This is an automated email from the ASF dual-hosted git repository.
apitrou pushed a commit to branch master
in repository https://gitbox.apache.org/repos/asf/parquet-format.git
The following commit(s) were added to refs/heads/master by this push:
new 613a1cf PARQUET-2218: [Format] Clarify CRC computation (#188)
613a1cf is described below
commit 613a1cf4475c662457a0fd81a894ce4709799e3b
Author: Antoine Pitrou <[email protected]>
AuthorDate: Tue Jan 3 15:28:17 2023 +0100
PARQUET-2218: [Format] Clarify CRC computation (#188)

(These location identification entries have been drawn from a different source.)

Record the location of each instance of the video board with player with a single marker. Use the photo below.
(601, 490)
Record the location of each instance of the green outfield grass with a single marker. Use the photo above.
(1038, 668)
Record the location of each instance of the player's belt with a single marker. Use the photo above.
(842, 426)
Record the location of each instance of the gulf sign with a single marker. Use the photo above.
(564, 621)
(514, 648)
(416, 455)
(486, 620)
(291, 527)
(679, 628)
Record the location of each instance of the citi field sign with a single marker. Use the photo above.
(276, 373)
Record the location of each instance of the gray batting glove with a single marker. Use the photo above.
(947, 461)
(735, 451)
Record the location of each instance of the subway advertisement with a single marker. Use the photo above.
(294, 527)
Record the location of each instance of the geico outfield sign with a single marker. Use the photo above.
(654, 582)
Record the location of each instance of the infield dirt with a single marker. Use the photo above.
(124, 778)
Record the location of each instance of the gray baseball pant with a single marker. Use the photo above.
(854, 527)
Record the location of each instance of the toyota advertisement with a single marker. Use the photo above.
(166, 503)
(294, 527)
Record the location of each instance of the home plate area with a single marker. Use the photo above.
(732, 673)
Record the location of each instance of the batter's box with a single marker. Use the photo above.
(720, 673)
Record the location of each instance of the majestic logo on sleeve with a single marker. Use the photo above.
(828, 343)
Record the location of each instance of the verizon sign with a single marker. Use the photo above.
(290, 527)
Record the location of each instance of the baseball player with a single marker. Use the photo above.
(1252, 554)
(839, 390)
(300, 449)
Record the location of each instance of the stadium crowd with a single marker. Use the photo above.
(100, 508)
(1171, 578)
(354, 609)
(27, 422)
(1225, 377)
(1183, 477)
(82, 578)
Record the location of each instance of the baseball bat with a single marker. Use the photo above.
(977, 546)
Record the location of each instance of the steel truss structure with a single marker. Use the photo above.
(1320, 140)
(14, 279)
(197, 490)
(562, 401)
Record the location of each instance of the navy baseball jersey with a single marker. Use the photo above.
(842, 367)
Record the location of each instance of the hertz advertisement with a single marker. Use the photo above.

When trying to implement CRC computation in Parquet C++, we found the
wording to be ambiguous.
Clarify that CRC computation happens on the exact binary serialization
(instead of a long-winded and confusing elaboration about v1 and v2 data page
layout).
Also, clarify that CRC computation can apply to all page kinds, not only
data pages
(for reference, parquet-mr currently support checksumming v1 data pages as
well as dictionary pages).
Also, see discussion on
https://github.com/apache/parquet-format/pull/126#issuecomment-1348081137 and
below.
---
README.md | 8 ++++----
src/main/thrift/parquet.thrift | 39 +++++++++++++++------------------------
2 files changed, 19 insertions(+), 28 deletions(-)
diff --git a/README.md b/README.md
index 99b0546..d0f654f 100644
--- a/README.md
+++ b/README.md
@@ -239,10 +239,10 @@ skip pages more efficiently. See
[PageIndex.md](PageIndex.md) for details and
the reasoning behind adding these to the format.
## Checksumming
-Data pages can be individually checksummed. This allows disabling of
checksums at the
-HDFS file level, to better support single row lookups. Data page checksums are
calculated
-using the standard CRC32 algorithm on the compressed data of a page (not
including the
-page header itself).
+Pages of all kinds can be individually checksummed. This allows disabling of
checksums
+at the HDFS file level, to better support single row lookups. Checksums are
calculated
+using the standard CRC32 algorithm - as used in e.g. GZip - on the serialized
binary
+representation of a page (not including the page header itself).
## Error recovery
If the file metadata is corrupt, the file is lost. If the column metadata is
corrupt,
diff --git a/src/main/thrift/parquet.thrift b/src/main/thrift/parquet.thrift
index 8c4ddd0..54beb47 100644
--- a/src/main/thrift/parquet.thrift
+++ b/src/main/thrift/parquet.thrift
@@ -639,32 +639,23 @@ struct PageHeader {
/** Compressed (and potentially encrypted) page size in bytes, not including
this header **/
3: required i32 compressed_page_size
- /** The 32bit CRC for the page, to be be calculated as follows:
- * - Using the standard CRC32 algorithm
- * - On the data only, i.e. this header should not be included. 'Data'
- * hereby refers to the concatenation of the repetition levels, the
- * definition levels and the column value, in this exact order.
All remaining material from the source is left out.